Homework 1
Due Friday, 9/28 by 5pm
Turn in to UVA Collab as a PDF
Instructions: Complete the following homework. Your answers should be turned into collab on a single typed PDF document. Homework submitted as anything but a PDF will not be accepted. Code should be provided in a separate R file.
- R simulation validation of error decomposition (Please turn in your R code in a separate .R file for this question)
In this exercise, you will simulate z from the known function (and minimizer of squared error), 𝔼[𝑧|𝑥,𝑦]=𝑥+5𝑦+4sin(𝑥)+10sin(𝑦)+.5𝑥2+.5𝑦2,and 𝑧=𝔼[𝑧|𝑥,𝑦]+𝜖where𝜖∼ 𝑁(𝜇 = 0, sd = 8);- Sampling 𝑥 and 𝑦 both from a uniform distribution with support [0, 10], calculate the empirical bias/variance decomposition when using a linear model for prediction. You should consider the decomposition under a variety of sample sizes
- How does the standard deviation of the noise term effect your results?
- Now extend your model to include nonlinear transformations included in the known
function. Calculate the variability of your estimator. You should do this under a variety
of sample sizes.
- Discuss the effect on the variability under varying standard deviations of the noise term.
- Data exercise (This data was prepared by Sham Kakade. I have modified it to make it easier to load into R.) This data set is modified from the Yelp Recruiting Competition on Kaggle (https://www.kaggle.com/c/yelp-recruiting). The files of interest are:
- sparse_matrix_stars.Rdata which is a very sparse matrix of features. To load it, simply call load(‘sparse_matrix_stars.Rdata’). The matrix structure is a sparse matrix, but you will not have to rework your code to work with the sparse matrix instead of a matrix.
- Star_features.txt- this file contains the features that are represented by the columns of the sparse_matrix_stars file. The features are unigrams, bigrams, and trigrams from the text of the reviews.
- Star_labels- this file contains the ratings for each review in the dataset
- Upvote_data.csv is a file that contains the feature matrix for the upvote data
- Upvote_features is a file that describes the features corresponding to the upvote_data file. These features are not restricted to the text of the review
- Upvote_labels contains the number of upvotes for each review.

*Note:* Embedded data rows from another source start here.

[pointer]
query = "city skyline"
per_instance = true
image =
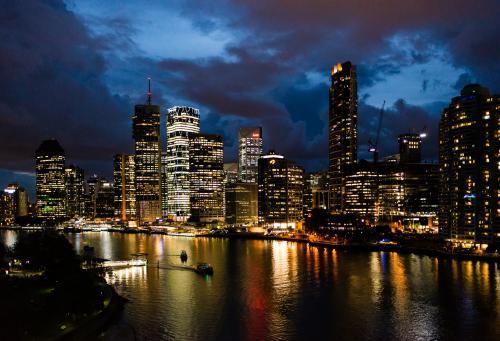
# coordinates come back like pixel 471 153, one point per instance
pixel 424 66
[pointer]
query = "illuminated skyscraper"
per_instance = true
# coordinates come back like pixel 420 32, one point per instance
pixel 343 129
pixel 281 190
pixel 124 186
pixel 75 191
pixel 241 203
pixel 19 198
pixel 316 193
pixel 250 150
pixel 469 159
pixel 146 132
pixel 206 162
pixel 105 201
pixel 182 123
pixel 164 184
pixel 410 148
pixel 50 184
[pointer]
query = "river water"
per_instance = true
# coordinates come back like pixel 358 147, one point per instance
pixel 278 290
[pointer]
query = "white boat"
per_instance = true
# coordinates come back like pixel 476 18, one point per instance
pixel 124 263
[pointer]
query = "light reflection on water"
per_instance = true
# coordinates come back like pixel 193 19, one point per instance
pixel 278 290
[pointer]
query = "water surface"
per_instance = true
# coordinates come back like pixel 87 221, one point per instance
pixel 277 290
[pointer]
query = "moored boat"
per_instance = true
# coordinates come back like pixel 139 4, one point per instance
pixel 204 269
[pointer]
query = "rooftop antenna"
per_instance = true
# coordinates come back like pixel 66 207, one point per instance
pixel 149 91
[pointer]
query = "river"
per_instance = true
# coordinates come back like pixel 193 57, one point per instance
pixel 278 290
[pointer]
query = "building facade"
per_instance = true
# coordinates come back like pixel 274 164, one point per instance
pixel 250 150
pixel 182 123
pixel 146 133
pixel 241 204
pixel 343 129
pixel 206 168
pixel 469 159
pixel 410 148
pixel 316 192
pixel 50 181
pixel 105 201
pixel 281 192
pixel 403 196
pixel 124 187
pixel 75 191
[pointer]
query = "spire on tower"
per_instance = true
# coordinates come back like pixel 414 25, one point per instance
pixel 149 91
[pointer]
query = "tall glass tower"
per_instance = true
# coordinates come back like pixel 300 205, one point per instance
pixel 146 132
pixel 343 129
pixel 50 181
pixel 469 162
pixel 124 187
pixel 182 123
pixel 206 165
pixel 250 150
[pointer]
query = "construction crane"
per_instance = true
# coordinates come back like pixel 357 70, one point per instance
pixel 423 133
pixel 373 147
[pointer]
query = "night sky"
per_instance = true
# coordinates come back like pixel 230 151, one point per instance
pixel 74 70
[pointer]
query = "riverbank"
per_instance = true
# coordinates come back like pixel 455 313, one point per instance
pixel 47 294
pixel 94 325
pixel 370 247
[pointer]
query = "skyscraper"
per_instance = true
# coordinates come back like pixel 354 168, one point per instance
pixel 50 184
pixel 281 190
pixel 250 150
pixel 469 159
pixel 105 201
pixel 182 123
pixel 241 203
pixel 206 167
pixel 75 191
pixel 343 128
pixel 146 132
pixel 124 186
pixel 19 198
pixel 410 148
pixel 164 184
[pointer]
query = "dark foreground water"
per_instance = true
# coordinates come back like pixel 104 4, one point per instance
pixel 275 290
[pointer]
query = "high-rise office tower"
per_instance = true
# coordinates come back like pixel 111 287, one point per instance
pixel 91 188
pixel 469 159
pixel 7 208
pixel 19 198
pixel 410 148
pixel 182 123
pixel 105 200
pixel 241 203
pixel 164 183
pixel 281 190
pixel 75 191
pixel 146 132
pixel 50 185
pixel 250 150
pixel 124 186
pixel 230 173
pixel 316 193
pixel 206 167
pixel 343 129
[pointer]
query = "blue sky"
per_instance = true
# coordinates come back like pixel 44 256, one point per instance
pixel 73 70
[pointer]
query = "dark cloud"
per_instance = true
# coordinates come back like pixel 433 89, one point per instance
pixel 51 85
pixel 398 118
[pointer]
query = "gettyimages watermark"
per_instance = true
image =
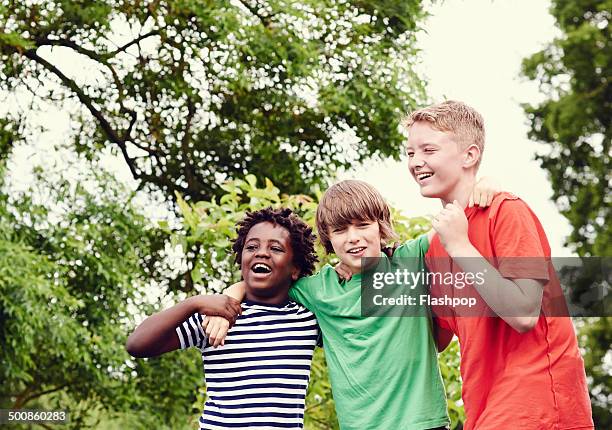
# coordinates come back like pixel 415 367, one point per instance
pixel 409 287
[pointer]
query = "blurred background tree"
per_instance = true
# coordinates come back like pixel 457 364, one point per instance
pixel 191 93
pixel 574 122
pixel 188 94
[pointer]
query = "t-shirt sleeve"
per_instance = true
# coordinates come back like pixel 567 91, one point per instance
pixel 414 248
pixel 191 333
pixel 517 242
pixel 305 290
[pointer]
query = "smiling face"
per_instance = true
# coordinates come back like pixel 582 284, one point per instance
pixel 356 240
pixel 438 163
pixel 267 260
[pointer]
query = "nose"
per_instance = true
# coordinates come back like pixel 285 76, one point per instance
pixel 351 234
pixel 415 162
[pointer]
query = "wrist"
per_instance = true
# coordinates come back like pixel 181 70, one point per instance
pixel 196 303
pixel 460 249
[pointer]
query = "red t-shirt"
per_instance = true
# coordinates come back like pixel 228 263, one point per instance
pixel 528 381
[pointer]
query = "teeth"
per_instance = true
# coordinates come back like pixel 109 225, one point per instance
pixel 261 268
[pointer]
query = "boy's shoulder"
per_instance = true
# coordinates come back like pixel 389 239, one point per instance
pixel 503 199
pixel 415 248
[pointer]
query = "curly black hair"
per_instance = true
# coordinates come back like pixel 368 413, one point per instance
pixel 302 237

b. Use the Lasso (the function you want to use is glmnet, with alpha=1) to build two
functions, one that predicts the star rating given the review, and one to predict the number of upvotes. For this homework, you are welcome to use the original data
(somebody wrote a nice script to convert the data from JSON format to CSV files) make use of more features. But this is not required.
- You should look over a wide range of lambda to pick a good regularization parameter.
- You should split your data into a training and a test set so that you can examine out-of-sample performance.
c. Discuss the models. Do they seem reasonable? Is this the only subset of parameters that could possibly predict well?
3. In this problem you will write a simulation that will compare LDA and logistic regression. You will simulate from two normal distributions. To do this you need to
- Randomly sample a 30×30 covariance matrix (this is actually not as easy as it may seem. Think about the requirements of a covariance matrix. How can you accomplish this?)
- Sample two multivariate normal populations from two different means. You should pick means that are separated, though you don’t want to make the problem so easy for the algorithms that you can’t compare their risks (so not too separated). You should try a range of sample sizes
- Compare and contrast LDA and Logistic regression. Under what circumstances does each algorithm perform better than the other?